On a scale of 1 to 10 (in ascending order), how prepared would you say the private sector is to take advantage of the market opportunities presented by the downturn with regards increased demand for local products?
I would rate private sector preparedness at a 7. We have seen quick movements by private sector actors to shift investments to the areas that have seen increased demand. However, factors such as availability of credit and an uncertain policy environment mean that these movements have not been as quick as they would have had to be to meet the increased demand.
What does this study mean for conversations on improving access to technology and improving youth and women’s benefit in agriculture?
The shift in demand to locally-produced products has opened up opportunities for value addition in many areas. Some of these value additions are already performed by women and this has had a positive effect on the incomes of women in agriculture. It has also underscored the need for increasing the access that smallholder farmers have to technology that can increase their productivity.
Organizations like PIND and MADE have been working in the agricultural space, especially in the Niger Delta. Do the recent economic issues mean a change of approach is needed to economic development programming meant to improve efficiency in agricultural value chains?
The recent economic issues mean that economic development programming that is meant to increase productivity in agriculture is becoming increasingly important. The increase in price of imported goods has made locally-produced goods more competitive. However, for this increase in competitiveness to become permanent, farmers will need to invest in increasing their productivity. Economic development programming by PIND and MADE should focus on helping farmers increase their productivity and on using the recent increase in incomes that they have experienced to invest in higher productivity measures.
When considering the Federal Government’s work of the past two years in agriculture, do you think that their approach to agriculture needs to change considering the prevailing economic climate and especially for the benefit of the Niger Delta?

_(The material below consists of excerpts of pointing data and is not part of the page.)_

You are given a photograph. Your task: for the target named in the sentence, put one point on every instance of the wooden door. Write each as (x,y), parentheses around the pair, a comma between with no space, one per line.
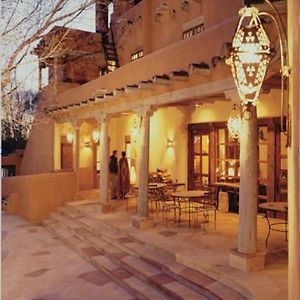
(66,156)
(198,159)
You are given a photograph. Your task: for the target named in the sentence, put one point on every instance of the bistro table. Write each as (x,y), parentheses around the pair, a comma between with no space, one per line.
(232,187)
(275,207)
(192,196)
(155,191)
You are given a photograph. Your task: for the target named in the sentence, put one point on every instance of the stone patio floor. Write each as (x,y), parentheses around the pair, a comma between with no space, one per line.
(37,266)
(207,250)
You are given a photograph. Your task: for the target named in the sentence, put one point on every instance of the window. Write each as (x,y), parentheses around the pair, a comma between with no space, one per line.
(192,31)
(220,161)
(137,55)
(227,157)
(8,171)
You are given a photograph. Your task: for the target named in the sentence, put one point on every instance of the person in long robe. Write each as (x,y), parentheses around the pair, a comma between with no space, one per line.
(124,177)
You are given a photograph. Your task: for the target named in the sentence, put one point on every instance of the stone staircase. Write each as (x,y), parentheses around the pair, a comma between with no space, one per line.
(143,271)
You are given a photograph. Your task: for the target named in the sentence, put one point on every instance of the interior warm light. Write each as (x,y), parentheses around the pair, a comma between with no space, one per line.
(70,138)
(234,123)
(250,55)
(170,143)
(95,136)
(132,175)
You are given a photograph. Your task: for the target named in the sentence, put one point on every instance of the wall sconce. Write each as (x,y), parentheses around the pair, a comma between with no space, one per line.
(132,175)
(234,123)
(95,136)
(70,137)
(160,9)
(170,143)
(185,5)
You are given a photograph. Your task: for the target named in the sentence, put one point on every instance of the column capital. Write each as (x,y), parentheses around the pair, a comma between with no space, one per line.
(101,118)
(144,111)
(76,123)
(232,94)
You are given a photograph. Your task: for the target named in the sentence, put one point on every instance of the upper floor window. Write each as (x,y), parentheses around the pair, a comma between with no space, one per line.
(192,31)
(137,55)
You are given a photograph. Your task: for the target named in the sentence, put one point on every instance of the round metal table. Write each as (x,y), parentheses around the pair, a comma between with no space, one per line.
(275,207)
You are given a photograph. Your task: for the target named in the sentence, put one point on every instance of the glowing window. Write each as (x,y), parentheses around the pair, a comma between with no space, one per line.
(192,31)
(137,55)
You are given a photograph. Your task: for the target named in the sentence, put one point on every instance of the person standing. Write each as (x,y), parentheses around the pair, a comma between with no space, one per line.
(113,174)
(123,178)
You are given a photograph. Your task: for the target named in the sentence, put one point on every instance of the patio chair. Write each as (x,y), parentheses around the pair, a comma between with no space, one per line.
(167,204)
(207,206)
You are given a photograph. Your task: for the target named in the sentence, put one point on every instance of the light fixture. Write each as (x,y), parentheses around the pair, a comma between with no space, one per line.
(250,55)
(170,143)
(95,136)
(132,175)
(185,5)
(70,137)
(234,123)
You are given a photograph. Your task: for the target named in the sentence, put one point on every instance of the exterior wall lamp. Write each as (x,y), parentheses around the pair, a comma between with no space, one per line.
(251,54)
(170,143)
(70,137)
(95,136)
(234,123)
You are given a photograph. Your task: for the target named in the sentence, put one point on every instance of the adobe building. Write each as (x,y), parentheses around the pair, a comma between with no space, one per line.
(155,84)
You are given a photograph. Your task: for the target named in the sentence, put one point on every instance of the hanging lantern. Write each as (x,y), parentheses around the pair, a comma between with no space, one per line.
(234,123)
(95,136)
(250,55)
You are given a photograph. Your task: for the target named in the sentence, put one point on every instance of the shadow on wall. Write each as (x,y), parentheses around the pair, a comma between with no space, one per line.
(35,196)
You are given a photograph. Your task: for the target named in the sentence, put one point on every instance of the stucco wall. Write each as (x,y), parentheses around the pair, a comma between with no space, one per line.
(268,106)
(38,155)
(34,196)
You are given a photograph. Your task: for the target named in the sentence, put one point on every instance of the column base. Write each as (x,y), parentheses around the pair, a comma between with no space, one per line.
(106,208)
(247,262)
(142,222)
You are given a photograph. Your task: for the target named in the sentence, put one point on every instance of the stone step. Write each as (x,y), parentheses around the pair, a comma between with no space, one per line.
(138,266)
(125,249)
(134,285)
(68,211)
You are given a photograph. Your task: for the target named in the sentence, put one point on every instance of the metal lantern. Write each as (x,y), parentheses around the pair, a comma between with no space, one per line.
(250,55)
(234,123)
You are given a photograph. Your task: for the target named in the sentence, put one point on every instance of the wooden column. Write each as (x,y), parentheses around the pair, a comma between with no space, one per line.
(248,183)
(76,151)
(142,220)
(104,174)
(294,151)
(246,257)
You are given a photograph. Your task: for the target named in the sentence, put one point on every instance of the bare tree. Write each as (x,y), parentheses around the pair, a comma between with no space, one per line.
(24,24)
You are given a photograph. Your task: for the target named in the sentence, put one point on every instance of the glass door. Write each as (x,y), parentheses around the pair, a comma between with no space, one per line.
(199,160)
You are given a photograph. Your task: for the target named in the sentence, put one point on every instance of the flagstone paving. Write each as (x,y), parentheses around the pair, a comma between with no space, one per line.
(35,266)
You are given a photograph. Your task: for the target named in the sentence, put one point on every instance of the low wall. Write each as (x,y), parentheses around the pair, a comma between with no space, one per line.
(34,196)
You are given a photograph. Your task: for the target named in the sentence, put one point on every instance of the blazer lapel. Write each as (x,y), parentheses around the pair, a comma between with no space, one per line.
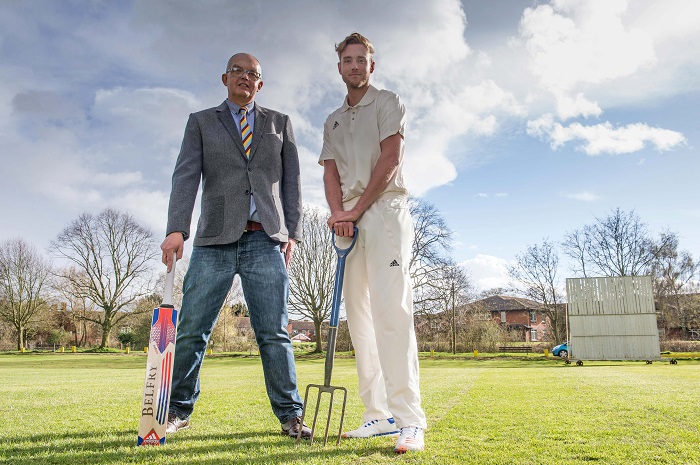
(230,125)
(258,129)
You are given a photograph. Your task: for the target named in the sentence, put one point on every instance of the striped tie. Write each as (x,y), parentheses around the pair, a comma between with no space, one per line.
(246,134)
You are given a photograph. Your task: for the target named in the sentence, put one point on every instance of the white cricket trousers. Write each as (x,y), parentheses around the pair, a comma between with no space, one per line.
(379,308)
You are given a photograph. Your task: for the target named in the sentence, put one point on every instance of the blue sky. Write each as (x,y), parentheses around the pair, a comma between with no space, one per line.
(527,119)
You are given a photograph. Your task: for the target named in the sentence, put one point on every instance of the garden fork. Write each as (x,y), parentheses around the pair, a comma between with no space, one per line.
(330,352)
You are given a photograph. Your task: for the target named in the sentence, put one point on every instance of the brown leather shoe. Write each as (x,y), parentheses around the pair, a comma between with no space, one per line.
(175,424)
(291,428)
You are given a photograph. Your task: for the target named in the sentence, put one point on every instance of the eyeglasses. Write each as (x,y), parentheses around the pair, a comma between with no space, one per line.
(237,71)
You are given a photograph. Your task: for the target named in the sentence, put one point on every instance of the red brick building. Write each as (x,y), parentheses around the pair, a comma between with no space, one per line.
(525,316)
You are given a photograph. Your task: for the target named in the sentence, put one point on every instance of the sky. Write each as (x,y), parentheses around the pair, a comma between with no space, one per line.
(526,119)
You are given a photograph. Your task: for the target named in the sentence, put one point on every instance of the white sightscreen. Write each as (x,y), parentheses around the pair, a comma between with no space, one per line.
(612,318)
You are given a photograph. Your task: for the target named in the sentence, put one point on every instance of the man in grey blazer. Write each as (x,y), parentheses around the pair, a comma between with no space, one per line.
(250,220)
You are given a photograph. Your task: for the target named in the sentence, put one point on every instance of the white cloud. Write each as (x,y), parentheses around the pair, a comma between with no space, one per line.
(487,271)
(605,138)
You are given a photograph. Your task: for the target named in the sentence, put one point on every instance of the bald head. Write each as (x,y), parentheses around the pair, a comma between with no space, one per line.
(243,78)
(244,56)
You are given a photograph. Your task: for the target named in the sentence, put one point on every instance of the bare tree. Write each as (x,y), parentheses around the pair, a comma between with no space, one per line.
(23,278)
(618,245)
(431,243)
(674,273)
(535,272)
(312,271)
(453,291)
(111,254)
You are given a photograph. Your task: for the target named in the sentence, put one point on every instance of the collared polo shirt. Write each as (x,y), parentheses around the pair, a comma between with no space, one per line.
(351,137)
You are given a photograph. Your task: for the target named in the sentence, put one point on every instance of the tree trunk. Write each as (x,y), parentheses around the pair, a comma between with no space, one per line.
(105,336)
(319,342)
(20,338)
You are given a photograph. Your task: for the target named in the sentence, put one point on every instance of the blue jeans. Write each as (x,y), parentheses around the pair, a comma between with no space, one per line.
(258,261)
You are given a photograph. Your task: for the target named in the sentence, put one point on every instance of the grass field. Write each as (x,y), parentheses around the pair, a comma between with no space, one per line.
(83,409)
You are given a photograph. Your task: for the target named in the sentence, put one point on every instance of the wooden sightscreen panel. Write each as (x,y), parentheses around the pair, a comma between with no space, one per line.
(612,318)
(610,295)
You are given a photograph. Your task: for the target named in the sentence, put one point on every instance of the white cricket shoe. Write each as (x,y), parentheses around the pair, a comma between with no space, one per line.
(374,428)
(411,438)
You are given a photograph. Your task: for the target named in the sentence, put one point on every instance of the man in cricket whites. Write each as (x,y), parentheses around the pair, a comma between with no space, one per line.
(362,156)
(247,160)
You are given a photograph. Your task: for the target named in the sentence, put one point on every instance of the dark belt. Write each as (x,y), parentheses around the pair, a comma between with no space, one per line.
(253,226)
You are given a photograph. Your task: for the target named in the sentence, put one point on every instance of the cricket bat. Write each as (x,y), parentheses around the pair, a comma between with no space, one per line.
(159,368)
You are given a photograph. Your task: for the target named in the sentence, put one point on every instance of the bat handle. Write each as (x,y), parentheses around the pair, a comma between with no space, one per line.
(169,283)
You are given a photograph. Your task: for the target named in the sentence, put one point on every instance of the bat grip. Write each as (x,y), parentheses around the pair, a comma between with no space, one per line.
(169,283)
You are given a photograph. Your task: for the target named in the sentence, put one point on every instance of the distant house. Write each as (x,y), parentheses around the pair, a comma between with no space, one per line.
(518,314)
(302,327)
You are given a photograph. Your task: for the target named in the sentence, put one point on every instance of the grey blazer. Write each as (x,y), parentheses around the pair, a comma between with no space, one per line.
(212,151)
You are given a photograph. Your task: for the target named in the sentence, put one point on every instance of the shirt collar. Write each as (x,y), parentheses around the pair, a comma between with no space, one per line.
(235,109)
(368,98)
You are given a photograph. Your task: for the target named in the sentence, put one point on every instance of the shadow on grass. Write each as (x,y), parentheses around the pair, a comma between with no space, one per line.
(251,447)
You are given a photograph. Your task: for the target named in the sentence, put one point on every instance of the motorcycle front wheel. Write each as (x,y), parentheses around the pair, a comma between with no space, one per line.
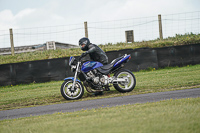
(129,83)
(68,93)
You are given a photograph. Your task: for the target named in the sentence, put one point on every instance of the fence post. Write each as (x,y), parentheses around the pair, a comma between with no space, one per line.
(129,36)
(160,26)
(12,43)
(86,29)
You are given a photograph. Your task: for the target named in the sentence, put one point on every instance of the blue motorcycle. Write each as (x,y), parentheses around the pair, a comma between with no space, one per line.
(96,77)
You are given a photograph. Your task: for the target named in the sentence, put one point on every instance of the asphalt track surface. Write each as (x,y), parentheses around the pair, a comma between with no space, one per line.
(90,104)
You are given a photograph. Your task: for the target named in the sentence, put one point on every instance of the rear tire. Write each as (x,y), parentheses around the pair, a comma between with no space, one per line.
(68,94)
(127,86)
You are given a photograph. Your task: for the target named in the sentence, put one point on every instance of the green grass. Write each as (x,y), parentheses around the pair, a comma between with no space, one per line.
(151,81)
(60,53)
(180,115)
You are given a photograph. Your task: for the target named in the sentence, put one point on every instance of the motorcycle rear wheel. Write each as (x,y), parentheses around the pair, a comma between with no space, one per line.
(70,94)
(127,86)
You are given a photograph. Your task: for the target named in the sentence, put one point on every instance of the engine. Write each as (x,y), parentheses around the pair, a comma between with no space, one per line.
(97,78)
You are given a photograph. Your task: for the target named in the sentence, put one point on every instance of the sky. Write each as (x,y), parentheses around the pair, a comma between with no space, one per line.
(39,21)
(38,13)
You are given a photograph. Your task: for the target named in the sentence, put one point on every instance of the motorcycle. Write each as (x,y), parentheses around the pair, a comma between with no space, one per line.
(96,77)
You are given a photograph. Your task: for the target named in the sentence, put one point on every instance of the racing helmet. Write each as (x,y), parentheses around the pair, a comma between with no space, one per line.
(84,41)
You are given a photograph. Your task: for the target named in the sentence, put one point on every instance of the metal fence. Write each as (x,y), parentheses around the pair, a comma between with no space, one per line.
(145,28)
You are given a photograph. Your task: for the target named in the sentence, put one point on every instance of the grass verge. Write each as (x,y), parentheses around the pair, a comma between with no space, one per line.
(60,53)
(180,115)
(175,78)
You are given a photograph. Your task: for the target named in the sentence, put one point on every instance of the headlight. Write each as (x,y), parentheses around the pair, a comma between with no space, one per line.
(73,68)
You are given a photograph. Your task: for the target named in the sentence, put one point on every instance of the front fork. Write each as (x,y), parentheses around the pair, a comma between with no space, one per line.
(75,76)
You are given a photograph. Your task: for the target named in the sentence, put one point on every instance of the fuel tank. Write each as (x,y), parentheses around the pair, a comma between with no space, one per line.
(90,65)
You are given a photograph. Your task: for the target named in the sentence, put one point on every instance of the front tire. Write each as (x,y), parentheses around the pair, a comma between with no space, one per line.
(130,83)
(68,94)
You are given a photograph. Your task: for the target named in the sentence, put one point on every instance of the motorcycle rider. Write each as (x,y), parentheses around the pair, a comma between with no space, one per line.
(95,53)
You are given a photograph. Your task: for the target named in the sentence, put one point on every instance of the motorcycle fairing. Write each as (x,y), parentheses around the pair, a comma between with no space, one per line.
(114,64)
(72,78)
(90,65)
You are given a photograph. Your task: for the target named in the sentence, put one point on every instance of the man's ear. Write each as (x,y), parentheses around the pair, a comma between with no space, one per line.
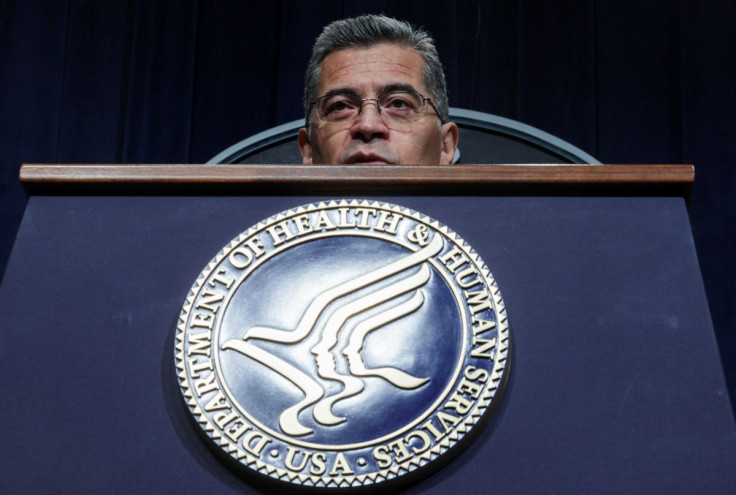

The Federal Government has a number of programs, such as the Anchor Borrower’s Program and its Fertilizer Initiative, which it has established to improve the state of agriculture in the country. These have had some success in bolstering the agricultural sector, as shown by the growth rate of agriculture compared to the rest of the economy. However, the FG has failed to align its trade policy with its exchange rate policy. Although it has spoken of encouraging import substitution, the FG has worked to reverse some of the effects of the devaluation thereby reducing the incentives for import substitution.